GAMURS Group
- Website type: News, media, and technology services
- Available in: English, Portuguese, French, and Spanish
- Founders: Riad Chikhani, Phillip Luu, Carl Oehme, Halim Yoo, and Malik Akl
- Key people: Riad Chikhani (Co-Founder & CEO), Geraint Davies (COO)
- Website: gamurs.group
- Users: 55,000,000
- Launched: 14 February 2016; 10 years ago

= Gamurs =

Esports media business

The GAMURS Group, simply known as Gamurs, is an esports media and entertainment publisher. Established in 2014, the group operates multiple brands focusing on the esports and entertainment news markets, including the websites Dot Esports, We Got This Covered, The Mary Sue, Prima Games, and Escapist. GAMURS is based in Sydney, Australia, with an office in Austin, Texas.

==History==
In 2010, Riad Chikhani, Phillip Luu, and Malik Akl established Rune Gear, a forum for the game RuneScape. They sold the business at the age of 17 to focus on school. Their experience inspired them to develop a similar business, but for a wider variety of games. In December 2014, they joined with Carl Oehme and Halim Yoo to form GAMURS Group. GAMURS began as a social network for gamers after joining the NRMA Jumpstart program run by the Slingshot Accelerator. Shortly after the program ended, the company raised $500,000 in a seed round.

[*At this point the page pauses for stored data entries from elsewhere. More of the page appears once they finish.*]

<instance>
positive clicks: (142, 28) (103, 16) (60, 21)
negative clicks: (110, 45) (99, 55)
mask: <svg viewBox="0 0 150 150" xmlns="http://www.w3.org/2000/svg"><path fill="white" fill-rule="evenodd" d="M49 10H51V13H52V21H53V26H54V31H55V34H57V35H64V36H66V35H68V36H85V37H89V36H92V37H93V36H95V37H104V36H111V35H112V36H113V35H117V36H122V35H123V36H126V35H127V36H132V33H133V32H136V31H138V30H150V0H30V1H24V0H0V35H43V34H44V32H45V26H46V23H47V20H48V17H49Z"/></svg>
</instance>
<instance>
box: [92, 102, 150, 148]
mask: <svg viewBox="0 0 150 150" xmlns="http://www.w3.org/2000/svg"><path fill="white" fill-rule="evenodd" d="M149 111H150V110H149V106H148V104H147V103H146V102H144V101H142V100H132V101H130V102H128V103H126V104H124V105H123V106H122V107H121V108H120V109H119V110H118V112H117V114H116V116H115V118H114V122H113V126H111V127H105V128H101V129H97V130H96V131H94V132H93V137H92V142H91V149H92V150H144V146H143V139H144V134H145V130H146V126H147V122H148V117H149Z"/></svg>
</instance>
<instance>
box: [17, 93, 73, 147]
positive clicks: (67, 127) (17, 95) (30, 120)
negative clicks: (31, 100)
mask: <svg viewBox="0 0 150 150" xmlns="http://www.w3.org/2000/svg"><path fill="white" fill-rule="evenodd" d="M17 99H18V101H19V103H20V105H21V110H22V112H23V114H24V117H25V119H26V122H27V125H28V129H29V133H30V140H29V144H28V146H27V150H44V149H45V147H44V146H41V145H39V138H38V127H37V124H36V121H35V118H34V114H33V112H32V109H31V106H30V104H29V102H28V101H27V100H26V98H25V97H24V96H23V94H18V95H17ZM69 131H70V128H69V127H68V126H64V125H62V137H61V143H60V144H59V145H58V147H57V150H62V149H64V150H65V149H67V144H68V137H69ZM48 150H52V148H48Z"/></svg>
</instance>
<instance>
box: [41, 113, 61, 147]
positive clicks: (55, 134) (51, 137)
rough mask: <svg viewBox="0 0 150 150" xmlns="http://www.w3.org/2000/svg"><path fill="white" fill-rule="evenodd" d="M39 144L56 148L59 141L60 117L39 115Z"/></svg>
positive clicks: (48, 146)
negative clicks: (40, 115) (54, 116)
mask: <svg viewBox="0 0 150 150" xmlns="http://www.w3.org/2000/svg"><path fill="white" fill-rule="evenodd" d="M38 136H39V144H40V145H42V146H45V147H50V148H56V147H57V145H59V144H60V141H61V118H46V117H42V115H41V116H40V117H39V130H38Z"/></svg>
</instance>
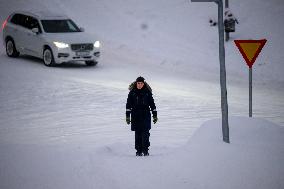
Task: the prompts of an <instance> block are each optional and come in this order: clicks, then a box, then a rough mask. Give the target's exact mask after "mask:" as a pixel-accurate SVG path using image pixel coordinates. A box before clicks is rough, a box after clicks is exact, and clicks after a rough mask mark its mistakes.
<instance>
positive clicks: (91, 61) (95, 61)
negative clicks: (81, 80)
mask: <svg viewBox="0 0 284 189" xmlns="http://www.w3.org/2000/svg"><path fill="white" fill-rule="evenodd" d="M85 63H86V65H87V66H95V65H97V63H98V62H96V61H85Z"/></svg>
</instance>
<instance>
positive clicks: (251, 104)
mask: <svg viewBox="0 0 284 189" xmlns="http://www.w3.org/2000/svg"><path fill="white" fill-rule="evenodd" d="M249 117H252V67H250V68H249Z"/></svg>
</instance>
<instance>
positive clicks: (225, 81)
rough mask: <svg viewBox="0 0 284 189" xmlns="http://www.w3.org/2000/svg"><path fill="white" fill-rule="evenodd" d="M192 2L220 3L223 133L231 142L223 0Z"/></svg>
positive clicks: (222, 114) (221, 79) (220, 77)
mask: <svg viewBox="0 0 284 189" xmlns="http://www.w3.org/2000/svg"><path fill="white" fill-rule="evenodd" d="M191 2H215V3H217V4H218V30H219V60H220V85H221V109H222V133H223V141H224V142H226V143H230V137H229V121H228V102H227V87H226V66H225V47H224V22H223V0H191Z"/></svg>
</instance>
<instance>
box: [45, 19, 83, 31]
mask: <svg viewBox="0 0 284 189" xmlns="http://www.w3.org/2000/svg"><path fill="white" fill-rule="evenodd" d="M41 23H42V26H43V30H44V31H45V32H46V33H68V32H81V30H80V29H79V28H78V26H77V25H76V24H75V23H74V22H73V21H72V20H71V19H65V20H41Z"/></svg>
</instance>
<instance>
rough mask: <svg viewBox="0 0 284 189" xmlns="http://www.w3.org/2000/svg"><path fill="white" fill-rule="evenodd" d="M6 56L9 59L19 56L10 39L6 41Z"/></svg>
mask: <svg viewBox="0 0 284 189" xmlns="http://www.w3.org/2000/svg"><path fill="white" fill-rule="evenodd" d="M6 54H7V56H9V57H18V56H19V55H20V53H19V52H18V51H17V49H16V46H15V43H14V41H13V40H12V39H8V40H7V41H6Z"/></svg>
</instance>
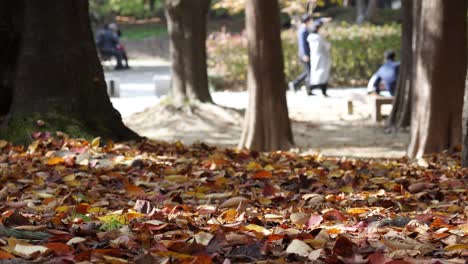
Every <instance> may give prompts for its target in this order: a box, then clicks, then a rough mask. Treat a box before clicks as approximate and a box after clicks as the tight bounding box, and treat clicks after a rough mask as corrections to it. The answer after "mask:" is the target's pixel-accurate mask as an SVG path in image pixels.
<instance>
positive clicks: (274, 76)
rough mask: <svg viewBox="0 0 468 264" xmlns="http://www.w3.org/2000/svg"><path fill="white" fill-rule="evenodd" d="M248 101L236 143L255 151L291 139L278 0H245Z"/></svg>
mask: <svg viewBox="0 0 468 264" xmlns="http://www.w3.org/2000/svg"><path fill="white" fill-rule="evenodd" d="M245 12H246V27H247V38H248V51H249V69H248V90H249V104H248V107H247V112H246V116H245V124H244V129H243V132H242V138H241V141H240V144H239V146H240V147H241V148H242V147H247V148H249V149H252V150H258V151H272V150H284V149H289V148H290V147H291V146H292V145H293V144H294V143H293V137H292V132H291V125H290V121H289V116H288V108H287V103H286V81H285V76H284V62H283V56H282V54H283V53H282V47H281V37H280V19H279V6H278V1H276V0H274V1H271V0H268V1H265V0H249V1H246V11H245Z"/></svg>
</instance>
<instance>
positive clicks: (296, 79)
mask: <svg viewBox="0 0 468 264" xmlns="http://www.w3.org/2000/svg"><path fill="white" fill-rule="evenodd" d="M301 62H302V66H303V71H302V73H301V74H300V75H299V76H297V78H296V79H294V80H293V81H292V82H291V83H290V86H292V87H290V89H294V91H297V90H298V87H299V85H300V84H301V83H302V82H304V81H305V82H306V85H307V84H308V83H309V78H308V77H309V70H308V69H309V68H310V66H307V65H309V63H307V62H304V61H302V60H301Z"/></svg>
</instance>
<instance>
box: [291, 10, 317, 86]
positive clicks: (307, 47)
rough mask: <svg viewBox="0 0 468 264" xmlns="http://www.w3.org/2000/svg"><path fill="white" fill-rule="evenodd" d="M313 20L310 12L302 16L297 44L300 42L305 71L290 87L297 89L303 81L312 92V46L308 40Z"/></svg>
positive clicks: (306, 85)
mask: <svg viewBox="0 0 468 264" xmlns="http://www.w3.org/2000/svg"><path fill="white" fill-rule="evenodd" d="M311 21H312V17H311V16H310V15H309V14H305V15H303V16H302V17H301V25H300V26H299V29H298V31H297V42H298V43H297V44H298V55H299V60H300V61H301V63H302V65H303V67H304V71H303V72H302V73H301V74H300V75H299V76H298V77H297V78H296V79H294V80H293V81H292V82H289V84H288V86H289V89H290V90H292V91H297V90H298V89H299V85H300V84H301V83H305V84H306V88H307V92H308V93H310V85H309V80H310V48H309V43H308V42H307V37H308V36H309V24H310V22H311Z"/></svg>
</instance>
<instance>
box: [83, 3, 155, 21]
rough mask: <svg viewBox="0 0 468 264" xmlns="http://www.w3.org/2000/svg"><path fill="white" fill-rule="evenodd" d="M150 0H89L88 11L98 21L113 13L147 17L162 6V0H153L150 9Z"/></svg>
mask: <svg viewBox="0 0 468 264" xmlns="http://www.w3.org/2000/svg"><path fill="white" fill-rule="evenodd" d="M150 1H151V0H90V1H89V4H90V11H91V15H92V16H93V19H94V20H95V21H98V22H102V21H106V20H109V19H110V17H112V16H115V15H121V16H133V17H136V18H148V17H152V16H154V15H155V14H156V12H157V11H158V10H160V9H161V8H162V6H163V0H154V9H153V10H151V5H150Z"/></svg>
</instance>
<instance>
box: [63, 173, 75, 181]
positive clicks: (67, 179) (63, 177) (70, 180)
mask: <svg viewBox="0 0 468 264" xmlns="http://www.w3.org/2000/svg"><path fill="white" fill-rule="evenodd" d="M75 178H76V176H75V174H69V175H67V176H65V177H63V179H62V180H63V181H64V182H70V181H73V180H75Z"/></svg>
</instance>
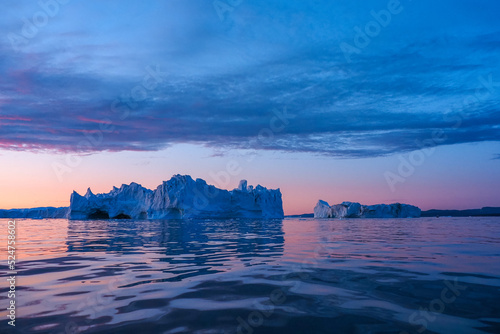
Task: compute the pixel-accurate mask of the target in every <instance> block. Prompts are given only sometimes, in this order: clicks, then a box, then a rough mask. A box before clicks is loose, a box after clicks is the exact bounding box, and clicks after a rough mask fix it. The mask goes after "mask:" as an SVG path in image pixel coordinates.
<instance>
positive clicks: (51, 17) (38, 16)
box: [7, 0, 71, 52]
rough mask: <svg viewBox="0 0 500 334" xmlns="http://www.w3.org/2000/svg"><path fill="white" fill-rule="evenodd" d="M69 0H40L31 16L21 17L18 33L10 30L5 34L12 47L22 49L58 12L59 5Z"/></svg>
mask: <svg viewBox="0 0 500 334" xmlns="http://www.w3.org/2000/svg"><path fill="white" fill-rule="evenodd" d="M70 1H71V0H40V1H38V7H39V8H40V10H38V11H36V12H34V13H33V15H31V17H23V19H22V22H23V25H22V26H21V29H20V31H19V33H14V32H10V33H8V34H7V39H8V40H9V42H10V45H11V47H12V49H13V50H14V51H16V52H19V51H23V49H24V48H26V47H27V46H28V45H29V43H30V40H32V39H33V38H35V37H36V36H38V34H39V32H40V30H41V29H42V28H43V27H45V26H46V25H47V24H48V23H49V22H50V20H51V19H53V18H54V17H56V16H57V14H59V10H60V9H61V6H63V5H66V4H68V3H69V2H70Z"/></svg>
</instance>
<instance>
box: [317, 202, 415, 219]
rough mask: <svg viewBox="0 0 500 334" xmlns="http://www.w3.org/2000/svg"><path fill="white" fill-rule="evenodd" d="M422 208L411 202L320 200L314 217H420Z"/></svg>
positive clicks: (380, 217)
mask: <svg viewBox="0 0 500 334" xmlns="http://www.w3.org/2000/svg"><path fill="white" fill-rule="evenodd" d="M420 214H421V210H420V209H419V208H418V207H416V206H413V205H409V204H400V203H394V204H377V205H361V204H359V203H353V202H343V203H342V204H336V205H331V206H330V205H329V204H328V203H327V202H325V201H322V200H319V201H318V204H316V207H315V208H314V218H418V217H420Z"/></svg>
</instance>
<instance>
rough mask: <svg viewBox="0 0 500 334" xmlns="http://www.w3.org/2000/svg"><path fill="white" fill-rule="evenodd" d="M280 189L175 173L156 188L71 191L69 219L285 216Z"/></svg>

GAMURS acquired two platforms, TeamFind and CSGOTeamFinder. On February 14, 2016, these sites merged to provide team and player-finding functionality for Counter-Strike: Global Offensive and League of Legends. GAMURS raised an additional $500,000 in another seed round in April 2016.

On April 26, 2016, GAMURS acquired esports publication websites eSports-Nation.com, GoldPer10, and eSports.guru. Once the acquisitions were completed, the three platforms were merged, making GAMURS a content provider for titles such as Call of Duty: Black Ops III, Halo 5: Guardians, Hearthstone, and Overwatch. On June 11, GAMURS launched EsportsWikis, an online encyclopedia dedicated to esports. On September 19, it acquired esports news outlet SplitPush.net. On October 28, GAMURS acquired Dot Esports from The Daily Dot.

On November 9, 2020, GAMURS acquired Pro Game Guides, a source for gaming guides. On June 28, 2021, GAMURS acquired We Got This Covered, a news site for film, TV, comics, and entertainment culture. On November 17, GAMURS acquired the website The Mary Sue, a website intended to highlight women in the "geek culture space" and provide a safe space for minority and underrepresented voices.

On January 3, 2022, GAMURS announced the acquisition of Prima Games, a gaming media company. On February 10, it announced the acquisition of Twinfinite, a website focused on video game news, reviews, features, and opinions. On September 30, it confirmed the acquisition of several websites from Enthusiast Gaming, including Destructoid, The Escapist, PC Invasion, and Siliconera. Their firing of The Escapists editor-in-chief in November resulted in a number of contributors at the website—notably Ben "Yahtzee" Croshaw of Zero Punctuation—resigning and forming a new employee-owned outlet.

In July 2024, an unknown number of employees were laid off across Destructoid, PC Invasion, and Dot Esports.

On 24 September 2024, a second round of lay offs was made, losing about 30 employees due to "unprecedented shifts" in the industry, specifically relating to Google's Helpful Content update in 2023 and "the decline in Google search and Discover traffic across all sites". Those affected include Dot Esports gaming editor Vic Hood, Dot Esports Australian managing editor Isaac McIntyre, Twinfinite managing editor Tom Hopkins, Destructoid staff writer Jamie Sharp, and PC Invasion senior staff writer Diego Perez.

Additional layoffs took place in February, March, and April 2025. PC enthusiast website PC Invasion was also seemingly shutdown and now redirects to Prima Games.